Ford and General Motors laid off 500 more workers on Monday, adding to a total of over 6,000 workers that have lost their jobs due to the United Auto Workers (UAW) strike that started September 15th. They cut employees across four plants throughout the Midwest.
UAW President Shawn Fain implemented a targeted strike system, meaning only workers at specific plants across the country walk out. Targeted strikes focus on essential plants that provide supplies to other plants, meaning that a strike would render other plants to cease production due to a lack of key materials.

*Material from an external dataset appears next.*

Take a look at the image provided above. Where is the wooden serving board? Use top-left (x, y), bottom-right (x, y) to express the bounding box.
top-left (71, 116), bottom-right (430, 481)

While more UAW members join the picket lines, some non-striking workers say they have been negatively affected by the strikes. In an interview with the GH Falcon, A 38-year-old worker, who wished to stay anonymous, said that the strikes had a noticeable impact on their single-income family. “I was laid off from the Ford Michigan Assembly plant. The $500 a week doesn’t compare to what I made before, and I don’t have the liberty to go without my usual income.” The UAW has vowed to pay all workers on strike, including those who got laid off, $500 a week.
The UAW has a strike-fund of around $825 million which is enough to pay all of its 146,000 members for eleven weeks. Currently, only 25,000 UAW members are on strike, meaning that the strike could last well past Christmas, experts conclude.
In a statement released by General Motors on October 2nd, the automobile giant blamed the UAW for job cuts. “The UAW leadership’s decision to call a strike at GM Wentzville Assembly and now GM Lansing Delta Township Assembly continues to have negative ripple effects…We have said repeatedly that nobody wins in a strike, and this is yet another demonstration of that fact.”
The Big Three automobile companies – Ford, General Motors, and Stellantis- have yet to come to an agreement with the UAW regarding wages and benefits. The UAW demands a 46% increase in pay, a four day work week, and union representation at new electric battery plants among other things. The Big Three claim they do not have enough profits to meet the UAW’s demands, saying that money instead has to go to the transition into electric vehicles. Some states have made it mandatory to switch production into electric vehicles by a certain year.
Private analysts have estimated a running total of over four billion dollars in economic losses since the UAW strike has started. Billions more are expected if both parties do not reach an agreement soon.